Reverse Reactions in Lungs:
H+ +. HCO3− →. H2CO3 →. CO2 +. H2O
(Hydrogen Ion + Bicarbonate Ion → Carbonic Acid → Carbon Dioxide + Water)
Bicarbonate ions re-enter red blood cells and recombine with hydrogen ions to form carbonic acid, which is then converted back into CO₂ and water by carbonic anhydrase.
CO₂ is released from carbamino-haemoglobin.

4. Exhalation:

Diffusion into Alveoli: CO₂ diffuses from the blood (high PCO₂) into the alveoli (low PCO₂) due to the concentration gradient.
Exhalation: CO₂ is expelled from the lungs during exhalation, completing the respiratory cycle.

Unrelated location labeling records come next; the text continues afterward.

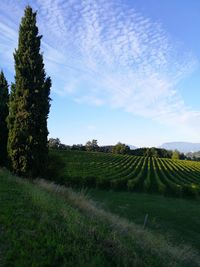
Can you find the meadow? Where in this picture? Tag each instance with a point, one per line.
(44, 224)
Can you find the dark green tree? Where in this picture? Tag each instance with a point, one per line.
(4, 96)
(120, 148)
(29, 103)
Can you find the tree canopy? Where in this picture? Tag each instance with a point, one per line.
(29, 103)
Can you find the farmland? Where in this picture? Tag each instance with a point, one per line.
(124, 172)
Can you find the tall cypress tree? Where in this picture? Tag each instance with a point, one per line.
(3, 116)
(29, 103)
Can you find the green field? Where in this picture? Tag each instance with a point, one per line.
(124, 172)
(175, 218)
(43, 224)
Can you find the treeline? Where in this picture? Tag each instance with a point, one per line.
(24, 113)
(119, 148)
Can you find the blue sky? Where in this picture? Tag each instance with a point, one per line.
(124, 71)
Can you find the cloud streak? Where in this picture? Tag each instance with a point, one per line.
(106, 53)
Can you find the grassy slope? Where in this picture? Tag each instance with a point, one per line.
(42, 224)
(177, 218)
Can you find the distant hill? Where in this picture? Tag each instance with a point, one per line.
(183, 147)
(132, 147)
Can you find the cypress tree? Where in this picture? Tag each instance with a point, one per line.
(29, 103)
(3, 116)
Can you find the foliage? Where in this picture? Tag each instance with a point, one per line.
(29, 103)
(92, 145)
(54, 143)
(120, 148)
(4, 96)
(176, 154)
(152, 152)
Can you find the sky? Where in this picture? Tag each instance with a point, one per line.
(121, 70)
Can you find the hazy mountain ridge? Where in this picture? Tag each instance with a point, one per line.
(184, 147)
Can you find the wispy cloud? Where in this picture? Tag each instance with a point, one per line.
(105, 53)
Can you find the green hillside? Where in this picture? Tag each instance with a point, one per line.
(43, 224)
(124, 172)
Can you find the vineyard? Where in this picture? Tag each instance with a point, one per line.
(124, 172)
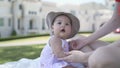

Oxygen Transport: Inhaled oxygen diffuses into the blood, binds to haemoglobin, and is transported to tissues where it diffuses into cells for cellular respiration.
Oxygen Unloading: Facilitated by lower PO₂, higher PCO₂, lower pH (Bohr effect), higher temperature, and the presence of 2,3-BPG.
CO₂ Transport: CO₂ produced by cellular respiration diffuses into the blood, is transported dissolved in plasma, bound to haemoglobin, or as bicarbonate ions, and is ultimately exhaled from the lungs.